Once she regained her composure, Lucy began walking away from the castle as briskly as she could, which was not very briskly as her body felt oblong and heavy somehow. After only a few minutes of trying to manage lumbering along, she was greeted again by the knight she dreaded but now could not escape. Oh madame, I am sorry you fell off the tower, that was very unfortunate. But it is good that you completed your task for us. That is all the kingdom requires.

“At least I am done with it, though I am still recovering. But I am also through with this kingdom as well. I’m leaving, and I do not know when I shall return,” said Lucy.

The knight shook his head solemnly. A priest was walking by, and then he recognized Lucy. The whole kingdom’s citizenry thanks you, your Highness. The sky is re-opened and so the endless darkness is banished! exclaimed the priest.

Lucy turned back to her knight, “I don’t know if I can do it again, the next time.”

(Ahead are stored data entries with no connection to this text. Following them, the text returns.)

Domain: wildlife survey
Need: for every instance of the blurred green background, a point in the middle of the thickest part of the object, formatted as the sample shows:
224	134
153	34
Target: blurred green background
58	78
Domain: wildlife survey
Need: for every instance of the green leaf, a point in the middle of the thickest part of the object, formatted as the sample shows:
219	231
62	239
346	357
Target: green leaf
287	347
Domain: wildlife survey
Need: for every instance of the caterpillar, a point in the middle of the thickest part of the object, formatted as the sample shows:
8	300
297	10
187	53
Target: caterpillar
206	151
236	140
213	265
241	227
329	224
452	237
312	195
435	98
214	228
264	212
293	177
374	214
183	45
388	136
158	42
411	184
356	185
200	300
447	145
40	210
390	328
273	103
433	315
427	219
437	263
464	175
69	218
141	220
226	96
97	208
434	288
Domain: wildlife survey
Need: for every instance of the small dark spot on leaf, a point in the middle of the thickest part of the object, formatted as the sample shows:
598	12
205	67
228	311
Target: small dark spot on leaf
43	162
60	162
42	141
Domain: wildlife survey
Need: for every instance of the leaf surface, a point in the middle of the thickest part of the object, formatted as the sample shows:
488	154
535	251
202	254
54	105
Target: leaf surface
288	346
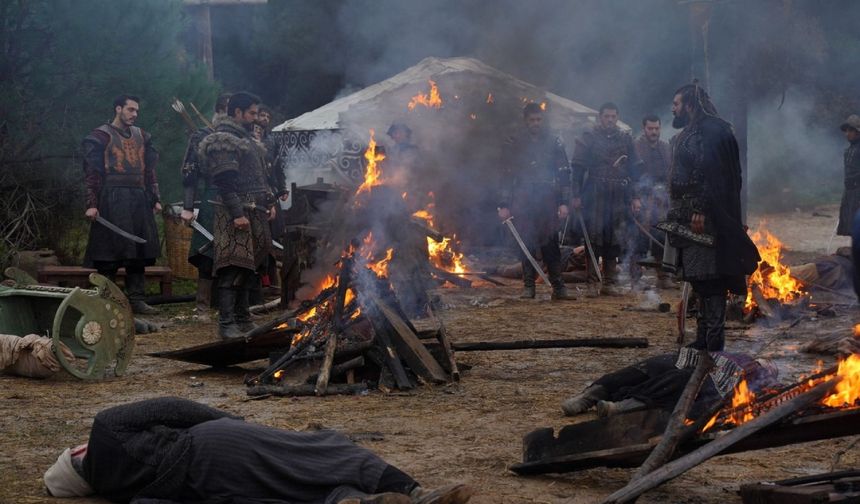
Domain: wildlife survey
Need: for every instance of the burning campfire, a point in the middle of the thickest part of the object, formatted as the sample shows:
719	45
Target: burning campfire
745	406
431	100
772	281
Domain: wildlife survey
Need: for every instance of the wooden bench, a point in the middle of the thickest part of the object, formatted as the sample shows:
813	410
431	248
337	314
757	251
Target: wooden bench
77	276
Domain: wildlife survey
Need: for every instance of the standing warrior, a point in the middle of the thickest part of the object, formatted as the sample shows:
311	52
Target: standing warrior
236	162
653	188
121	187
605	166
851	196
536	195
705	206
200	254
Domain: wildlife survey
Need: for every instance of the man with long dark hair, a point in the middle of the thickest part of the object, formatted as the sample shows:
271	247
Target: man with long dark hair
119	171
705	222
236	163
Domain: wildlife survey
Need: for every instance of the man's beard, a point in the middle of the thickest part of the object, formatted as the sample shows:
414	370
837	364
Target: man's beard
680	121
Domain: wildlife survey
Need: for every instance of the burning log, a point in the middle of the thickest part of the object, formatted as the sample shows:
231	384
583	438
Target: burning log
694	458
409	346
337	325
339	369
452	278
306	390
675	430
480	346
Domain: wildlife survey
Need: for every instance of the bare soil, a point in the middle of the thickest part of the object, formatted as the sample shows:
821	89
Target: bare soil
470	431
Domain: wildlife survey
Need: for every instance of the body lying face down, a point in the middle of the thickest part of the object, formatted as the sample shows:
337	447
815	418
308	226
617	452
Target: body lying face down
173	450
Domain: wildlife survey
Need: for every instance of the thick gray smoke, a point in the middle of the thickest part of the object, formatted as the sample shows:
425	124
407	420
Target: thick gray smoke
794	160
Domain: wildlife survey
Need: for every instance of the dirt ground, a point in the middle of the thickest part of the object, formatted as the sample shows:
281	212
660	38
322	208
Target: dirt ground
470	431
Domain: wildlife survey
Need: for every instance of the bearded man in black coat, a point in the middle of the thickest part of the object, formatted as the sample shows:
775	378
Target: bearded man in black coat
704	221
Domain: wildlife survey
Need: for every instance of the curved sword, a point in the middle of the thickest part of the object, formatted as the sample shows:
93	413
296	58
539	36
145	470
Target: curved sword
510	223
113	227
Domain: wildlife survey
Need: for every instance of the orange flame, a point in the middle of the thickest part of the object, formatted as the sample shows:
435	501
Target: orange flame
848	390
741	399
772	277
444	257
373	173
433	100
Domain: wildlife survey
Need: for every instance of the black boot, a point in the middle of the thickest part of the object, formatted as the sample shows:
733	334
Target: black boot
204	299
227	327
135	287
529	275
559	291
715	323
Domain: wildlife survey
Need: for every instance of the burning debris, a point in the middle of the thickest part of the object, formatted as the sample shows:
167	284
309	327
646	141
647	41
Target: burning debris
771	283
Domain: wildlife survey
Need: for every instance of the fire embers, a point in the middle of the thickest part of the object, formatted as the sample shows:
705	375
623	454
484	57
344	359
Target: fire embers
746	405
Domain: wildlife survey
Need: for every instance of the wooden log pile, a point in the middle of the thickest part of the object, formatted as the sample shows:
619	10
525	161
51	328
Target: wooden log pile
361	338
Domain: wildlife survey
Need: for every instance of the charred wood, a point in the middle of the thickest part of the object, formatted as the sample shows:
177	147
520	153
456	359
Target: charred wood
696	457
306	389
479	346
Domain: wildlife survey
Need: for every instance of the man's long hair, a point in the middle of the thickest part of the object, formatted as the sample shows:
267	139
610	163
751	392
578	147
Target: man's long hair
696	96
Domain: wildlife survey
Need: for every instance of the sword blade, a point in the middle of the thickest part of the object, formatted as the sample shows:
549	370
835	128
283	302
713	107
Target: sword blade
510	224
113	227
588	247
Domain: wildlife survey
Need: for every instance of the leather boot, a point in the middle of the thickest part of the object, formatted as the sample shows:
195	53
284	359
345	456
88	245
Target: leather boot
609	408
135	284
714	319
227	327
242	314
529	276
610	277
204	299
583	401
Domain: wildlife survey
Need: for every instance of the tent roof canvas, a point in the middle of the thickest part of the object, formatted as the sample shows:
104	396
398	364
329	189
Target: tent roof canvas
334	115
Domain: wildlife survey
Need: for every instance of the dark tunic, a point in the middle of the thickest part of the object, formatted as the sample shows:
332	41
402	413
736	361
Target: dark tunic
537	182
605	186
706	178
658	382
238	168
192	175
181	451
653	186
851	196
119	171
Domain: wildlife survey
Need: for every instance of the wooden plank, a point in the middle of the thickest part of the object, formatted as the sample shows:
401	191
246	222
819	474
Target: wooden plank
479	346
409	346
681	465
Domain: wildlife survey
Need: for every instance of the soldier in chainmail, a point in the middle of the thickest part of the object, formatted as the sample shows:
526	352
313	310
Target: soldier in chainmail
714	252
605	169
122	188
851	196
536	195
200	253
236	163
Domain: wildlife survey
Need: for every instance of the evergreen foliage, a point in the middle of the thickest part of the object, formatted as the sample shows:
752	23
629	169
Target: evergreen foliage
63	63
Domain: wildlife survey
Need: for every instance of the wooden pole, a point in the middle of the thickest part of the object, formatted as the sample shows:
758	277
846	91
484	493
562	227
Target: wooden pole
675	428
479	346
677	467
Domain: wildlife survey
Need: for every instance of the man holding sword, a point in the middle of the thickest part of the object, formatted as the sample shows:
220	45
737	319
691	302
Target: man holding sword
122	197
237	166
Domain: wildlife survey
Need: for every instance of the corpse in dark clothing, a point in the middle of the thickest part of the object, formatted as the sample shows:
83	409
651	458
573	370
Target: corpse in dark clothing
171	450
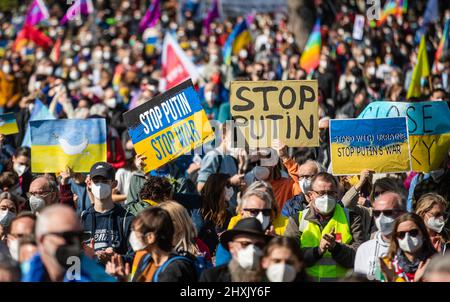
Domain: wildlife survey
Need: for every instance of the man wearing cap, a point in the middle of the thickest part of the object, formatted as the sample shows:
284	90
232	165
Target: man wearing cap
106	223
245	243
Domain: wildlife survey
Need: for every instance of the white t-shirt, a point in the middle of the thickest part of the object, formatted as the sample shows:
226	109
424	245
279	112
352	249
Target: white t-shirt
366	259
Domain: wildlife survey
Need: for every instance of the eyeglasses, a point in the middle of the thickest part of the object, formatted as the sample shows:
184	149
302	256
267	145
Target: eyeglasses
412	233
377	193
255	212
41	194
388	213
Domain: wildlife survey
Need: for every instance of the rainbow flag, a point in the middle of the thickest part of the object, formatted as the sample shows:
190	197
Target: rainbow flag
421	70
310	58
150	39
80	7
391	7
58	144
8	124
402	7
443	44
36	13
152	15
237	40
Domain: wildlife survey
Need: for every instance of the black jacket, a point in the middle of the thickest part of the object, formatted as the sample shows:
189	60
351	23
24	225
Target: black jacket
216	274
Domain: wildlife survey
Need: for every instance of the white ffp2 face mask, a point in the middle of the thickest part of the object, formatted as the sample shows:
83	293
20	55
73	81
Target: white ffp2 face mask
325	204
281	272
265	220
101	190
305	185
248	257
410	244
135	243
36	203
436	224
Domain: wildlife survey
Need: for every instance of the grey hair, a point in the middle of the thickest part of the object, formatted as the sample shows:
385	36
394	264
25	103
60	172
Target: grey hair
44	216
268	200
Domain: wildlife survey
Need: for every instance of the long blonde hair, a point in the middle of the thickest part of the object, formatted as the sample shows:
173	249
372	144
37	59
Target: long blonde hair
185	233
428	201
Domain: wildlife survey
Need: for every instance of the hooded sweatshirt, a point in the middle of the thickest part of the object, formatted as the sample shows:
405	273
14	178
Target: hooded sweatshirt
109	229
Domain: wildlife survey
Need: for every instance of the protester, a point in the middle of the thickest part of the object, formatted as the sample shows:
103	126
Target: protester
152	233
43	192
431	207
386	208
214	216
23	225
245	243
438	269
185	239
409	251
154	191
107	223
329	234
283	261
58	234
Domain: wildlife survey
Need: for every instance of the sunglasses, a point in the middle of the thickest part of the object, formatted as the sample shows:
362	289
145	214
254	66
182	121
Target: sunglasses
387	213
255	212
412	233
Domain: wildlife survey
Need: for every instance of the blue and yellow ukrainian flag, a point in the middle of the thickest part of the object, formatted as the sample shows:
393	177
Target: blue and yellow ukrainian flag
237	40
8	124
58	144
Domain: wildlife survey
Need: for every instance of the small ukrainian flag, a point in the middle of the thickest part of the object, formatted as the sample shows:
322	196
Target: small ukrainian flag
58	144
8	124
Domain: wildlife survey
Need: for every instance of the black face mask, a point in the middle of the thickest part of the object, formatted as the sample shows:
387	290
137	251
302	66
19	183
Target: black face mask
70	249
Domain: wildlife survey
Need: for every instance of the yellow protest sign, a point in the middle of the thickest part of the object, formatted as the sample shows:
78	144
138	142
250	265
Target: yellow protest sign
268	110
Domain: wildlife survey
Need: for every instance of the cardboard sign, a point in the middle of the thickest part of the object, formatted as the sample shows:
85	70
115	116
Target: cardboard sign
8	124
58	144
168	125
380	145
429	129
268	110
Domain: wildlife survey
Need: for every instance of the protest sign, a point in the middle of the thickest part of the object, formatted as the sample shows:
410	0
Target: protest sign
429	129
236	8
60	144
8	124
268	110
168	125
358	27
380	145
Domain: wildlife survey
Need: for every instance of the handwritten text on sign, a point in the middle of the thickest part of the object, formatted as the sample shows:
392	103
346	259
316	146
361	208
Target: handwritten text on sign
380	145
428	125
267	110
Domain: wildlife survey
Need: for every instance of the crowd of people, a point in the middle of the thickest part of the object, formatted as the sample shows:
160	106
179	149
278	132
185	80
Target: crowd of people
225	215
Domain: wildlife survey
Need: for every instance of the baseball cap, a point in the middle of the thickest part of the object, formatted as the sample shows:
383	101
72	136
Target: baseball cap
103	169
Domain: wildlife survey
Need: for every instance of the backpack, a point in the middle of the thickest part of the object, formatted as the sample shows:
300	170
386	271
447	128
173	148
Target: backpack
200	264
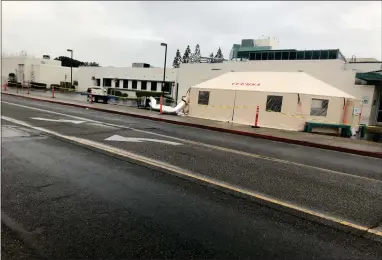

The knight took a concerned look for a moment, then resolved. You do need some time away, Madame. But do not worry yourself, I have consulted the astronomers and they say the sky will be stable for many months this time before it needs to be re-opened. said Lucy’s knight. In the meantime, your leave has been arranged already. There is an outpost at seven-day’s travel along the river where you can stay. We have trained a interim Queen to subsume your administrative duties while you are away.

“You knew that I would be leaving?”

Lucy’s knight glanced up at the tower. We knew that it would be good for you, Madame.

Lucy started her journey the next day. A pair of servants traveled with her, all on horseback, to help carry supplies. Even though her body was still sluggish and heavy, the powerful movement of her mount helped her forget. During the days as they rode, Lucy avoided looking at the sky-hole, but couldn’t help glancing at it every so often. The shards showed wildly different patterns every time she looked. Sometimes there were blacks and grays with intermittent flashings. Sometimes there were greens and whites with barely any flowing at all.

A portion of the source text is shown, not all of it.